Por Janna Malamud Smith
Traducción Carlos Jaime Jiménez
Cuando tenía diecisiete años, leí Mientras agonizo, la novela de William Faulkner, acerca de una familia pobre del sur americano. Como quizás recuerden, el chico más joven, Vardamon, captura un gran pez el mismo día que su madre muere, y traspasado por la emoción del momento, en su mente la identifica con el pez que ha atrapado. Los asistentes al funeral cocinan y devoran a la criatura muerta. “Mi madre es un pez”, comienza repetir para sí mismo, un mantra enloquecido que- en medio del caos luctuoso y la incompetencia de los adultos a su alrededor- se convierte en su faro, en la historia rara y esperanzadora que se narra a sí mismo.

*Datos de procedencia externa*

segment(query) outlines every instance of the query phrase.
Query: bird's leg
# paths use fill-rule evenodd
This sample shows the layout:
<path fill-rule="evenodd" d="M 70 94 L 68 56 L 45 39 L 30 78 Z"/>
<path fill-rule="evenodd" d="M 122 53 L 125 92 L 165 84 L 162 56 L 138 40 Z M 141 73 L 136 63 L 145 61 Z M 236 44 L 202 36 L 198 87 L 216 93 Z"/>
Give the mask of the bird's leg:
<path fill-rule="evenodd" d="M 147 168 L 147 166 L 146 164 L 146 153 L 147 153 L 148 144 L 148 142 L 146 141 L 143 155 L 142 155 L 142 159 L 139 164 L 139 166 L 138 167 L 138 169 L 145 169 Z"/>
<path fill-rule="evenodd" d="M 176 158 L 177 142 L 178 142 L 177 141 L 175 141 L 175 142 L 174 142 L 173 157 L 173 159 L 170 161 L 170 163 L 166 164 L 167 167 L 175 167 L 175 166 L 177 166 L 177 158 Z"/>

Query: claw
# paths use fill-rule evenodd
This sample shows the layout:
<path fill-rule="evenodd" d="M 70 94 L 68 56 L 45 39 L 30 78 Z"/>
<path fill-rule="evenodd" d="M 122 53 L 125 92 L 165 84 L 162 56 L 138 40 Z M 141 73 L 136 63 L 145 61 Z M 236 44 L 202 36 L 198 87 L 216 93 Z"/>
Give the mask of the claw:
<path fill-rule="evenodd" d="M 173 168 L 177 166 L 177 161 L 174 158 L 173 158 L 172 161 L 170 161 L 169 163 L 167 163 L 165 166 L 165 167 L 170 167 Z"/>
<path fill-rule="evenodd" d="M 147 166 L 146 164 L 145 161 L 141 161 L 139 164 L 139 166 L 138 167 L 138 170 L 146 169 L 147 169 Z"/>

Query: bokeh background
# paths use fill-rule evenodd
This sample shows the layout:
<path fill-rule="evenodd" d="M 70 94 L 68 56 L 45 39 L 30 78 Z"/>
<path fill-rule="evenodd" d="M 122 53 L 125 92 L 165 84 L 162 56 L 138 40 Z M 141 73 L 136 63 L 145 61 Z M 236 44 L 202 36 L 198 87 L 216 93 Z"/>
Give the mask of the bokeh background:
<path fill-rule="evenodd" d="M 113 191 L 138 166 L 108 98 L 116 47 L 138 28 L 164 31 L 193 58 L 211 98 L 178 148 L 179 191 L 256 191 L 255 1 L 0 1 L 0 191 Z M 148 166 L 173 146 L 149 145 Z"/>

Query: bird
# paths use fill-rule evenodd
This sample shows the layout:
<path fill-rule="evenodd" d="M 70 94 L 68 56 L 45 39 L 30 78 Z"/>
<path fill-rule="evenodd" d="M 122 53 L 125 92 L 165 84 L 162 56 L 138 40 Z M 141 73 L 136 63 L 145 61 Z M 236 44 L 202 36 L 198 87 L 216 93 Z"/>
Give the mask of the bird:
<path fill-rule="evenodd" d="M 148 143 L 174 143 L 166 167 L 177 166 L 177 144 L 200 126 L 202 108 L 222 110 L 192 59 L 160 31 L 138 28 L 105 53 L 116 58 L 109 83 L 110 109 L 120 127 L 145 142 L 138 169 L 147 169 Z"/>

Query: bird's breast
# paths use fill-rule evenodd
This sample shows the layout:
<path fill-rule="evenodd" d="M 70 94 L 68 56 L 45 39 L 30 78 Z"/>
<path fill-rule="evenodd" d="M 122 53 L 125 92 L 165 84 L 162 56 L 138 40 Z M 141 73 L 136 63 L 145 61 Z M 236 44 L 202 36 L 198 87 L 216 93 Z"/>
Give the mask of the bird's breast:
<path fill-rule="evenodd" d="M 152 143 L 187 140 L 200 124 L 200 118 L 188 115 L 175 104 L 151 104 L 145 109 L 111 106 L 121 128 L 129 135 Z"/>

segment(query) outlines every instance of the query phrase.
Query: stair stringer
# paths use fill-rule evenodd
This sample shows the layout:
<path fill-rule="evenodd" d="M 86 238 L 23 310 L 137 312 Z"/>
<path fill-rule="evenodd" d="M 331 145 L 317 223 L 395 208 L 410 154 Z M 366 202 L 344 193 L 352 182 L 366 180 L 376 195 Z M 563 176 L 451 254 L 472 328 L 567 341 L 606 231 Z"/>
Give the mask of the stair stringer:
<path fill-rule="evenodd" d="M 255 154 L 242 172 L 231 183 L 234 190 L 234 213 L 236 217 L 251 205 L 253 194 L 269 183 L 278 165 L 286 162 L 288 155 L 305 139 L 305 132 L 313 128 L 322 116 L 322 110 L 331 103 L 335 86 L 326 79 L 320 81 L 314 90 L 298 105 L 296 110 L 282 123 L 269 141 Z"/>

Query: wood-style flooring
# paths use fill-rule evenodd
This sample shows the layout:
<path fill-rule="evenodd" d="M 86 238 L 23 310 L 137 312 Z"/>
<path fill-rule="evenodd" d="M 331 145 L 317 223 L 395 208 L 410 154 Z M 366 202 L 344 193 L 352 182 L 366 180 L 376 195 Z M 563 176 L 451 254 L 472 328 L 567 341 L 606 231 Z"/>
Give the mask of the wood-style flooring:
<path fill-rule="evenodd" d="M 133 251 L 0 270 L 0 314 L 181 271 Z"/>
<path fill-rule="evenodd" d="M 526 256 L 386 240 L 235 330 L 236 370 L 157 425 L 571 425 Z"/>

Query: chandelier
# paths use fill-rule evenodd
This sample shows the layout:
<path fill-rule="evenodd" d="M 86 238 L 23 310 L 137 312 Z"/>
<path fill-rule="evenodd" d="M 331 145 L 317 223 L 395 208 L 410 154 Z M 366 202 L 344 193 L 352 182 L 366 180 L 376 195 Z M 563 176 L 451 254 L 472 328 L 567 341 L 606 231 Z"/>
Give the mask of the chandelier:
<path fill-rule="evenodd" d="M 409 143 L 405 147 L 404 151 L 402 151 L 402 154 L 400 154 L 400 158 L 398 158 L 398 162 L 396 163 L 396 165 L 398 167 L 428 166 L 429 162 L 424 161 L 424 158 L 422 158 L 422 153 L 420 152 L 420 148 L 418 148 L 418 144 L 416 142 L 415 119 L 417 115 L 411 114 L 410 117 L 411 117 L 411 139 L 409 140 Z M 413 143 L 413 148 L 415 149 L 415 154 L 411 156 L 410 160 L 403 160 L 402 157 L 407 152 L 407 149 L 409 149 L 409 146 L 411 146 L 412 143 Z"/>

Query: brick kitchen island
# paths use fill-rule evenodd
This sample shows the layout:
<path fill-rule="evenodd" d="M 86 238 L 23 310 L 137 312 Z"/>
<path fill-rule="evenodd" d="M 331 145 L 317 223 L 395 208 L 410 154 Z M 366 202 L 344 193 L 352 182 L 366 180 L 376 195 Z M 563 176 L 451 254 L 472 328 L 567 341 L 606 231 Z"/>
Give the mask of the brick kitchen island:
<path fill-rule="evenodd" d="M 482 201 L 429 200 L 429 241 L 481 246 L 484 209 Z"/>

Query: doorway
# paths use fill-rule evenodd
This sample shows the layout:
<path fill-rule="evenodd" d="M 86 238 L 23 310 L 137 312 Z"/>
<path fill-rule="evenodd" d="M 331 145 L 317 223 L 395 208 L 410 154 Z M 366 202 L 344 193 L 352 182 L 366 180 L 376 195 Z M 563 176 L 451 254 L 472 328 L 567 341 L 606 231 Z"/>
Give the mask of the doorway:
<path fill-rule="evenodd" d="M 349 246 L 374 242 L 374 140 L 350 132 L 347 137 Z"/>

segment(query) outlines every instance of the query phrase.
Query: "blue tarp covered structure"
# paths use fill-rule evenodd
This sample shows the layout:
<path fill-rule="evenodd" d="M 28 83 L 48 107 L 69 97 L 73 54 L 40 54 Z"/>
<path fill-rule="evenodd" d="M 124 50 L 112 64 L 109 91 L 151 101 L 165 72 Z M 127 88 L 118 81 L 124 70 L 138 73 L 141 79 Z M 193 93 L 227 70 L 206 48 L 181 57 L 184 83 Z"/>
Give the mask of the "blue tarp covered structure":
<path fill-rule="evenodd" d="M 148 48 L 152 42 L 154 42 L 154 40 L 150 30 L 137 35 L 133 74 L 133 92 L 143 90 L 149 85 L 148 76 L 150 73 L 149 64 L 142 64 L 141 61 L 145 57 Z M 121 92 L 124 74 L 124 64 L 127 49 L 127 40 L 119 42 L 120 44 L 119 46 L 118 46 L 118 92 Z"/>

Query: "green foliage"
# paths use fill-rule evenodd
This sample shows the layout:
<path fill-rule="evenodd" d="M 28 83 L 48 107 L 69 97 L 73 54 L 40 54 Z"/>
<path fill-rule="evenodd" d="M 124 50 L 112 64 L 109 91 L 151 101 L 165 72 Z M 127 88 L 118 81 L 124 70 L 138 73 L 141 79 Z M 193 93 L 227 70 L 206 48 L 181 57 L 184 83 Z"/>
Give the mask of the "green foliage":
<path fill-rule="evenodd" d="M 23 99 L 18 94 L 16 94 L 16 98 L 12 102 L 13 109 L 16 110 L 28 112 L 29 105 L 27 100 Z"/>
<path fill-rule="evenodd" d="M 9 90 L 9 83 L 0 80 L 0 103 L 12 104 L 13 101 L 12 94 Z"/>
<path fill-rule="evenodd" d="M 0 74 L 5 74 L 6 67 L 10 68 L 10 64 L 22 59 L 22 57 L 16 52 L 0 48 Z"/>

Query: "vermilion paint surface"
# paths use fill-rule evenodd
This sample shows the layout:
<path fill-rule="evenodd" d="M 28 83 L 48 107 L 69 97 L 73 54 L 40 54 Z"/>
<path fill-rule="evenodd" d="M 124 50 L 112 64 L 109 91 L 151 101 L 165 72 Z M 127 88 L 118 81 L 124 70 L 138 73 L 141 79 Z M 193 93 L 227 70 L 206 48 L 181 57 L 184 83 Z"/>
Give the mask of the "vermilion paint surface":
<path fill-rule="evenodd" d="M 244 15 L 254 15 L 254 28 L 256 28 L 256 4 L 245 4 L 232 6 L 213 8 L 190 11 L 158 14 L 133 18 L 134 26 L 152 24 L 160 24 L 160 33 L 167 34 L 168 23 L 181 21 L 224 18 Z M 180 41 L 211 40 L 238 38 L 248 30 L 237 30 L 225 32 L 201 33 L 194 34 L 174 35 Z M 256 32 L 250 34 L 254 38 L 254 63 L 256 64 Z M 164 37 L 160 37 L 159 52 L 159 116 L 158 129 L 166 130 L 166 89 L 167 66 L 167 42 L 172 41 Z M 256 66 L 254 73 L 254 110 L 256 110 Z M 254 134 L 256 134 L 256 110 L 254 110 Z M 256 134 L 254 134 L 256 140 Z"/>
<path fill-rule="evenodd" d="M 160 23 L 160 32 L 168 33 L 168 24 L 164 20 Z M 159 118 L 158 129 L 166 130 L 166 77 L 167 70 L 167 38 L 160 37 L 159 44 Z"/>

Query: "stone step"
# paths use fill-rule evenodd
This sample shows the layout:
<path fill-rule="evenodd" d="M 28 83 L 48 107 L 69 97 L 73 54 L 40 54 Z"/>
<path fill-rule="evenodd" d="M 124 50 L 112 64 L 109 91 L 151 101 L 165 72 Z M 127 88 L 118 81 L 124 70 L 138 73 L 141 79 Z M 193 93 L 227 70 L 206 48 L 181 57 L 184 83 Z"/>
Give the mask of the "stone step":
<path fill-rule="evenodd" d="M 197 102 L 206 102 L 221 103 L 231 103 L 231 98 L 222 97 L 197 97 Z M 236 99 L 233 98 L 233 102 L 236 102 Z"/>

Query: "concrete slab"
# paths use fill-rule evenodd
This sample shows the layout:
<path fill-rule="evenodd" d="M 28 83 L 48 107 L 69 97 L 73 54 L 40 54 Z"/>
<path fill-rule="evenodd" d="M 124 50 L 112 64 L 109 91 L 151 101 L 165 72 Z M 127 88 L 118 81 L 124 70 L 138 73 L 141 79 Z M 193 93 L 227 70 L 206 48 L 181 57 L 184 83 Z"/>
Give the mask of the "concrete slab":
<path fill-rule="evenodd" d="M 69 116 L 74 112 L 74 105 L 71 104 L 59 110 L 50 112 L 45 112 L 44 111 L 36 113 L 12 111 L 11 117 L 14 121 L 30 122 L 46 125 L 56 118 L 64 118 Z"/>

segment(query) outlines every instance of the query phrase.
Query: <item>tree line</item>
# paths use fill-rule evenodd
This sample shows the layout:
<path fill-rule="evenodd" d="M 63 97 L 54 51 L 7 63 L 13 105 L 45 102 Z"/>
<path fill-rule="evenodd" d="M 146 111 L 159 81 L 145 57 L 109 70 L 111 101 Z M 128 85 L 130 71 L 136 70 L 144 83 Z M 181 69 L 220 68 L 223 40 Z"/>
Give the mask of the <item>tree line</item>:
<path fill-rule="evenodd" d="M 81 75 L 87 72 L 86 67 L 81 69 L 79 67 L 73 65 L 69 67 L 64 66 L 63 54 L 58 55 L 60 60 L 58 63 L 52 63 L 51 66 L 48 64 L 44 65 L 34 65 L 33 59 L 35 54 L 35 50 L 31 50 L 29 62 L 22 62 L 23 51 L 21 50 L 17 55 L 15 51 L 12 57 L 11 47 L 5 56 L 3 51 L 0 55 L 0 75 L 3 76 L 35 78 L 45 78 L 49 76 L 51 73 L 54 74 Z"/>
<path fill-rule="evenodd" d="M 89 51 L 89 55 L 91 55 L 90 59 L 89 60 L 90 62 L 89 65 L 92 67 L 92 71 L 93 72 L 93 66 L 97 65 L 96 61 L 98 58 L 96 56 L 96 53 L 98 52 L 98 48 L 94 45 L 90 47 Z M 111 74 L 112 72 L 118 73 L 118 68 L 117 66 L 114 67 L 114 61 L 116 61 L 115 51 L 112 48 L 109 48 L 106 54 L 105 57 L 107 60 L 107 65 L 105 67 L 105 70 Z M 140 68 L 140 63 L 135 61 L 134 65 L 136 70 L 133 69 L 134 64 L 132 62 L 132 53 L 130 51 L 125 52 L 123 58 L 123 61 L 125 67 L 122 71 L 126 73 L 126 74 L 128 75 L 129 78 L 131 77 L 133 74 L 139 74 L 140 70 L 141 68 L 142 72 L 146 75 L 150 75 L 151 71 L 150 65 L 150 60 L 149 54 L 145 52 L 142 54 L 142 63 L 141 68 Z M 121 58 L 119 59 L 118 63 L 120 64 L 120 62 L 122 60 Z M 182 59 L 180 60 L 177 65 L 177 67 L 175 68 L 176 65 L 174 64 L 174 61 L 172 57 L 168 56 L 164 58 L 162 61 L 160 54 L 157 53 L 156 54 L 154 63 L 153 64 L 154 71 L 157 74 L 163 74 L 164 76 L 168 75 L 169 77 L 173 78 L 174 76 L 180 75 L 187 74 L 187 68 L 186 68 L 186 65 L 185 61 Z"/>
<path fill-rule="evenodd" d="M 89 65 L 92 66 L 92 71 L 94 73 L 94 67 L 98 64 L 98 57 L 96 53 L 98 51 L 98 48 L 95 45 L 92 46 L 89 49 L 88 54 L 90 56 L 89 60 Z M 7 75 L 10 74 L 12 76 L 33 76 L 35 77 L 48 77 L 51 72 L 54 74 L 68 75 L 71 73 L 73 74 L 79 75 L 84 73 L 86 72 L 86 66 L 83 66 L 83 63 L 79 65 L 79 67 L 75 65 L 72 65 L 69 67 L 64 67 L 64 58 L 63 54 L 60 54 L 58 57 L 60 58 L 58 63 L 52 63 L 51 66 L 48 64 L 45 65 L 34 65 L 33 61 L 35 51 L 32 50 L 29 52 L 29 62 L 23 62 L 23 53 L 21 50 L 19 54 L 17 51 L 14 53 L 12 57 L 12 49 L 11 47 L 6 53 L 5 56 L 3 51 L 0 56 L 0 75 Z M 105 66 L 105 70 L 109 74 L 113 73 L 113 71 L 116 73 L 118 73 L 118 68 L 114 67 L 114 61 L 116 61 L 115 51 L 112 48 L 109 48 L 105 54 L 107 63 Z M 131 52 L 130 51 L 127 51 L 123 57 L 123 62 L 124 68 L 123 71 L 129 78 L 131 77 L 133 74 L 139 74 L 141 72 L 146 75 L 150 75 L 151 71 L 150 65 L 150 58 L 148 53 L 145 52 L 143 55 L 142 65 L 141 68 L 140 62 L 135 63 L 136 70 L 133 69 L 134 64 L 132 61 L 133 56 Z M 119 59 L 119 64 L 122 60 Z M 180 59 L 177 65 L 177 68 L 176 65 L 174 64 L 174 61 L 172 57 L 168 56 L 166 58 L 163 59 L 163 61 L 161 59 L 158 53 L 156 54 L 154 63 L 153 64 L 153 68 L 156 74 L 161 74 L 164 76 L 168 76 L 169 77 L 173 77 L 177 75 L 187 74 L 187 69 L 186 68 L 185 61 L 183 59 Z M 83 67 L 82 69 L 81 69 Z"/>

Tan pronto como leí esta frase, la hice mía. “Mi padre es un libro”. El paralelo era obvio…y aún así placentero. Sabía que contenía algo aún más serio en su interior, pero no tomé en consideración qué podría ser exactamente. Y mientras que en el transcurso de treinta años, continentes enteros de conocimiento- por ejemplo, prácticamente cualquier otro detalle de la novela de Faulkner- han desaparecido de mi cerebro, esa frase ha permanecido.
Mi padre real, Bernard Malamud, no el libro, murió en 1986. Algo extraño acerca de tener un padre escritor es que ellos no mueren de la misma manera en que todo el mundo lo hace. Ciertamente, existe la similitud con cualquier amor perdido, la forma en que el sufrimiento te desgarra y vapulea, hasta que comienzas a recuperarte lentamente. Pero a diferencia de otra gente, los escritores fallecidos están muertos y a la vez no lo están. La carne se pudre y las palabras permanecen. Lees una página, y es como si hubieses encontrado una parte de ellos, separada del resto, que aún tiene pulso y se mueve. Es desconcertante -como la voz de un muerto mantenida demasiado tiempo en la máquina contestadora; su mejor virtud es proveer una suerte de compañía escalofriante. Aún más, llegas a pensar que es esto a lo que siempre aspiraron. Lo no esencial se ha evaporado; la gloria de la mente permanece.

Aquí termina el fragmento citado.